Fig. 2 is a plan view of a portion of a three-dimensional cross-point memory of a prior configuration. The figure depicts the portion as viewed in the Z (depth) direction. In this example, the stacking configuration is a 2-layer stack. The stacked configuration includes multiple arrays of memory cells, including two

top cell arrays

60 and 61 and two

bottom cell arrays

65 and 66. Although individual memory cells are not shown in fig. 2, they are shown by fig. 1, for example, in a top array, the memory cells may be arranged as the first layer memory cells 5 shown in fig. 1, and in a bottom array, the memory cells may be arranged as the second layer memory cells 10 shown in fig. 1.

The portion includes word and bit lines, word and bit line contacts, and word and bit line decoders corresponding to the top and bottom cells. As shown, a plurality of word lines (e.g., word line 30) extend in the X (horizontal) direction and correspond to both the top and bottom cells. The portion also includes a plurality of top cell bit lines (e.g., bit lines 35) extending in the Y (vertical) direction and corresponding to the top cell array 60 of memory cells, and a plurality of bottom cell bit lines (e.g., bit lines 40) extending in the vertical direction and corresponding to the bottom cell array 65 of memory cells. The word lines, top cell bit lines, and bottom cell bit lines are typically formed from a 20nm/20nm line/space (L/S) pattern and are formed on a silicon substrate. Further, the memory may employ Complementary Metal Oxide Semiconductor (CMOS) technology.

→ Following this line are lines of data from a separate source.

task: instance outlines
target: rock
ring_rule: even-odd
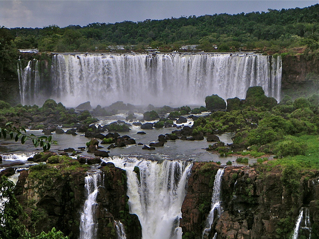
[[[156,142],[150,143],[150,146],[154,147],[162,147],[164,146],[164,142]]]
[[[86,160],[88,164],[96,164],[97,163],[101,163],[101,158],[99,157],[88,158]]]
[[[141,126],[142,129],[153,129],[153,124],[152,123],[145,123]]]
[[[64,149],[63,149],[63,151],[64,152],[69,152],[70,153],[72,153],[72,152],[75,151],[75,149],[74,149],[73,148],[65,148]]]
[[[178,119],[176,120],[176,123],[186,123],[187,121],[187,119],[182,116],[179,117]]]
[[[124,141],[121,141],[118,143],[118,147],[126,147],[126,144],[125,144]]]
[[[55,133],[57,134],[63,134],[63,133],[65,133],[65,132],[64,132],[64,130],[62,128],[57,127],[55,128]]]
[[[93,153],[95,150],[97,150],[99,140],[95,138],[92,138],[90,141],[88,153]]]
[[[215,143],[214,144],[211,145],[210,147],[208,147],[206,148],[206,150],[207,151],[212,151],[215,150],[218,147],[222,147],[225,145],[225,143],[224,142],[217,142],[217,143]]]
[[[160,134],[159,135],[159,141],[160,142],[167,142],[167,140],[166,139],[166,137],[165,135],[163,134]]]
[[[5,176],[6,177],[9,177],[9,176],[12,176],[14,174],[15,171],[14,171],[14,169],[13,168],[7,168],[4,169],[4,170],[2,170],[0,172],[0,178],[2,176]]]
[[[218,136],[215,134],[208,134],[206,138],[207,142],[219,142],[220,140]]]
[[[147,149],[148,150],[155,150],[155,147],[149,147],[147,145],[144,145],[144,147],[143,148],[142,148],[142,149]]]
[[[92,107],[91,106],[91,103],[89,101],[85,102],[84,103],[82,103],[77,106],[75,109],[77,110],[87,110],[89,111],[92,109]]]
[[[94,155],[106,158],[109,157],[109,152],[106,151],[96,150],[94,151]]]
[[[50,135],[52,134],[50,129],[43,129],[42,132],[42,133],[44,133],[45,135]]]

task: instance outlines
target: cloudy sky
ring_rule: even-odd
[[[64,27],[93,22],[144,21],[181,16],[302,8],[316,0],[0,0],[0,26]]]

The word lines in fig. 2 are horizontally aligned for a given cell array. For example, as shown, word lines of the

cell arrays

60, 61, 65, and 66 are all horizontally aligned with each other along the X-direction. Each of these word lines is shown extending across the entire width of the respective cell array. The top cell bit lines of a given top cell array or the bottom cell bit lines of a given bottom cell array are vertically aligned. For example, the top cell bit line 35 is vertically aligned along the Y-direction, and the bottom cell bit line 40 is vertically aligned along the Y-direction. The top cell bit lines of the top cell array and the bottom cell bit lines of the overlapping bottom cell array (e.g., top cell bit line 35 and bottom cell bit line 40) are also horizontally aligned with each other, although they are shown slightly offset in fig. 2 to clearly illustrate the two layers. Each of these bit lines is shown extending across the entire length of the respective cell array.

The memory portion of fig. 2 includes a word line contact region 45, a top cell bit line contact region 50, and a bottom cell bit line contact region 55. The word line contact region 45 is elongated in the vertical direction while the top cell bit line contact region 50 and the bottom cell contact region 55 are elongated in the horizontal direction. The word line contact area 45 includes a plurality of word line contacts (e.g., contacts 45a), which are shown as dots surrounded by the word line contact area 45. The top cell bit line contact region 50 includes a plurality of word line contacts (e.g., contacts 50a) that are shown as points surrounded by the top cell bit line contact region 50. The bottom cell bit line contact region 55 includes a plurality of bottom cell bit line contacts (e.g., contacts 55a) that are shown as dots surrounded by the bottom cell bit line contact region 55.

The word line contacts and bit line contacts are connected to the middle of the respective word lines and bit lines. Thus, as shown, word line contact region 45 is located in the horizontal middle of word line 40, bottom cell bit line contact region 55 is located in the vertical middle of bottom cell bit line 40, and top cell bit line contact region 50 is located in the vertical middle of top cell bit line 35. Since the word lines of a given cell array are horizontally aligned, the word line contacts of the given cell array are also substantially aligned in the horizontal direction. Similarly, since the bit lines of a given cell array are vertically aligned, the bit line contacts of the given cell array are also substantially aligned in the vertical direction.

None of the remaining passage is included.